I believe deeply in the existential importance of using AI to defend the United States and other democracies, and to defeat our autocratic adversaries.
Anthropic has therefore worked proactively to deploy our models to the Department of War and the intelligence community. We were the first frontier AI company to deploy our models in the US government’s classified networks, the first to deploy them at the National Laboratories, and the first to provide custom models for national security customers. Claude is extensively deployed across the Department of War and other national security agencies for mission-critical applications, such as intelligence analysis, modeling and simulation, operational planning, cyber operations, and more.
Anthropic has also acted to defend America’s lead in AI, even when it is against the company’s short-term interest. We chose to forgo several hundred million dollars in revenue to cut off the use of Claude by firms linked to the Chinese Communist Party (some of whom have been designated by the Department of War as Chinese Military Companies), shut down CCP-sponsored cyberattacks that attempted to abuse Claude, and have advocated for strong export controls on chips to ensure a democratic advantage.
Anthropic understands that the Department of War, not private companies, makes military decisions. We have never raised objections to particular military operations nor attempted to limit use of our technology in an ad hoc manner.
However, in a narrow set of cases, we believe AI can undermine, rather than defend, democratic values. Some uses are also simply outside the bounds of what today’s technology can safely and reliably do. Two such use cases have never been included in our contracts with the Department of War, and we believe they should not be included now:
Mass domestic surveillance. We support the use of AI for lawful foreign intelligence and counterintelligence missions. But using these systems for mass domestic surveillance is incompatible with democratic values. AI-driven mass surveillance presents serious, novel risks to our fundamental liberties. To the extent that such surveillance is currently legal, this is only because the law has not yet caught up with the rapidly growing capabilities of AI. For example, under current law, the government can purchase detailed records of Americans’ movements, web browsing, and associations from public sources without obtaining a warrant, a practice the Intelligence Community has acknowledged raises privacy concerns and that has generated bipartisan opposition in Congress. Powerful AI makes it possible to assemble this scattered, individually innocuous data into a comprehensive picture of any person’s life—automatically and at massive scale.

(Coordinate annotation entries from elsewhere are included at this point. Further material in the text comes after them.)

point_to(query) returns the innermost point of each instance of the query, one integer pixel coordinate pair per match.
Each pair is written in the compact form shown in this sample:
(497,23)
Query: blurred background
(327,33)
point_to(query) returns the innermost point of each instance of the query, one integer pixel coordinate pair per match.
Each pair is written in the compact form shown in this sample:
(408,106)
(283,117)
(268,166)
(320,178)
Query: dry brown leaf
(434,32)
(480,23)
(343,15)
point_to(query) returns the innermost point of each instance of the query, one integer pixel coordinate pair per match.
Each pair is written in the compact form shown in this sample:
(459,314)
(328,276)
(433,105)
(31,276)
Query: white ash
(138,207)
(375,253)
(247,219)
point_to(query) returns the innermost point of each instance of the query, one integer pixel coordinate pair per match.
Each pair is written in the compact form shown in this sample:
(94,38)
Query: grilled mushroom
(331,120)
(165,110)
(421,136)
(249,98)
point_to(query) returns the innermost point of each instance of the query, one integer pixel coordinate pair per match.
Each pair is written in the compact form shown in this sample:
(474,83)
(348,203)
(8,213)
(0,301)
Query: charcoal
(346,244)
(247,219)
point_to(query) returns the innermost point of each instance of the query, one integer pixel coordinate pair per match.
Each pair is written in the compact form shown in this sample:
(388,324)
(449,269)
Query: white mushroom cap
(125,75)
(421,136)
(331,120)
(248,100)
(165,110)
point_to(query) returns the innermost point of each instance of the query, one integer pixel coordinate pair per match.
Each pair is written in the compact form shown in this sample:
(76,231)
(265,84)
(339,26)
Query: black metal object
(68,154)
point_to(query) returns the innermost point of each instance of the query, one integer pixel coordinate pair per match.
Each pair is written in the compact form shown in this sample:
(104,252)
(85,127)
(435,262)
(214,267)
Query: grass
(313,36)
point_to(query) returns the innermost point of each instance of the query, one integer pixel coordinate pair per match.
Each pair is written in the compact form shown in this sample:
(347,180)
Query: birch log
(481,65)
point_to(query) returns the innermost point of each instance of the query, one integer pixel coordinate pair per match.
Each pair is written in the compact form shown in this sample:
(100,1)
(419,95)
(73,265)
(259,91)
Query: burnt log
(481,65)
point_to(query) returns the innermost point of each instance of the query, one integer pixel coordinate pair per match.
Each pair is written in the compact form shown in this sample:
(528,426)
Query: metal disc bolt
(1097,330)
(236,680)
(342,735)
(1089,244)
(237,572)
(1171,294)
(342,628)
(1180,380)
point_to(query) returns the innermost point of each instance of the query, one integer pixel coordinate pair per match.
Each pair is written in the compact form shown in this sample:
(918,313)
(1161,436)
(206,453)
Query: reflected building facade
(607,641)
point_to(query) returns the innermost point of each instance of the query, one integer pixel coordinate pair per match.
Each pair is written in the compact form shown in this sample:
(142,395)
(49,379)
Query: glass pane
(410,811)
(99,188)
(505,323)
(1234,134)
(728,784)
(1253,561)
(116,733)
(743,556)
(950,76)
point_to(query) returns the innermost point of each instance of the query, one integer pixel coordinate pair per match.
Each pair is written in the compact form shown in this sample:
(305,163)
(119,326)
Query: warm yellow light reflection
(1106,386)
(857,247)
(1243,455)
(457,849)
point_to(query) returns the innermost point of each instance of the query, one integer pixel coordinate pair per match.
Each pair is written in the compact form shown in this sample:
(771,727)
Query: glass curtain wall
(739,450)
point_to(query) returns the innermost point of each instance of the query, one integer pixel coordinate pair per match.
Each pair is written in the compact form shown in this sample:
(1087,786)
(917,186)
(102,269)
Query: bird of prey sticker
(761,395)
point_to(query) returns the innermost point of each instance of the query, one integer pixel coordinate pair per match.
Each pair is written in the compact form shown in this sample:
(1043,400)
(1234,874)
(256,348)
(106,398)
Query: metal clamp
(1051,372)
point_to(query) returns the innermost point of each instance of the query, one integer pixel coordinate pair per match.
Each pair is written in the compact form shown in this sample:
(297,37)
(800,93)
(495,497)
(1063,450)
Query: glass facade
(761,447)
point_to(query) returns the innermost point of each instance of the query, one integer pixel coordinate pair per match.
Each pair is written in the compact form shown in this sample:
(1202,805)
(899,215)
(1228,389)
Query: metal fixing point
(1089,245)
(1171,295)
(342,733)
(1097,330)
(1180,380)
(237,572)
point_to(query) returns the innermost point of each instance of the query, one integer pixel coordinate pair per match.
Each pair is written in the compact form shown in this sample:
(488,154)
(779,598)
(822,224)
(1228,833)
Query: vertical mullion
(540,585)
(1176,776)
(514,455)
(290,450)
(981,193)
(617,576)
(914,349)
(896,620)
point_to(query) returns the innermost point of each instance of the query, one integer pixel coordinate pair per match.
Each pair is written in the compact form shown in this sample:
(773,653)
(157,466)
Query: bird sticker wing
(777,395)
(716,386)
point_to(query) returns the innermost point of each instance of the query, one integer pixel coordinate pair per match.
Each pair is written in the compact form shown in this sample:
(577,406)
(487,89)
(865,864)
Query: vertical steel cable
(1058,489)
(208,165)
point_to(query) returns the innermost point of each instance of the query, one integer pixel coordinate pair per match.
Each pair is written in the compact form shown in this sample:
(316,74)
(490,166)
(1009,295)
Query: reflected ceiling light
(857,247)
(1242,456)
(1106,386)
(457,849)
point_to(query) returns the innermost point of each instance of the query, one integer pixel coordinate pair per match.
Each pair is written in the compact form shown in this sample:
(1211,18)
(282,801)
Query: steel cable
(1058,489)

Fully autonomous weapons. Partially autonomous weapons, like those used today in Ukraine, are vital to the defense of democracy. Even fully autonomous weapons (those that take humans out of the loop entirely and automate selecting and engaging targets) may prove critical for our national defense. But today, frontier AI systems are simply not reliable enough to power fully autonomous weapons. We will not knowingly provide a product that puts America’s warfighters and civilians at risk. We have offered to work directly with the Department of War on R&D to improve the reliability of these systems, but they have not accepted this offer. In addition, without proper oversight, fully autonomous weapons cannot be relied upon to exercise the critical judgment that our highly trained, professional troops exhibit every day. They need to be deployed with proper guardrails, which don’t exist today.
To our knowledge, these two exceptions have not been a barrier to accelerating the adoption and use of our models within our armed forces to date.
The Department of War has stated they will only contract with AI companies who accede to “any lawful use” and remove safeguards in the cases mentioned above. They have threatened to remove us from their systems if we maintain these safeguards; they have also threatened to designate us a “supply chain risk”—a label reserved for US adversaries, never before applied to an American company—and to invoke the Defense Production Act to force the safeguards’ removal. These latter two threats are inherently contradictory: one labels us a security risk; the other labels Claude as essential to national security.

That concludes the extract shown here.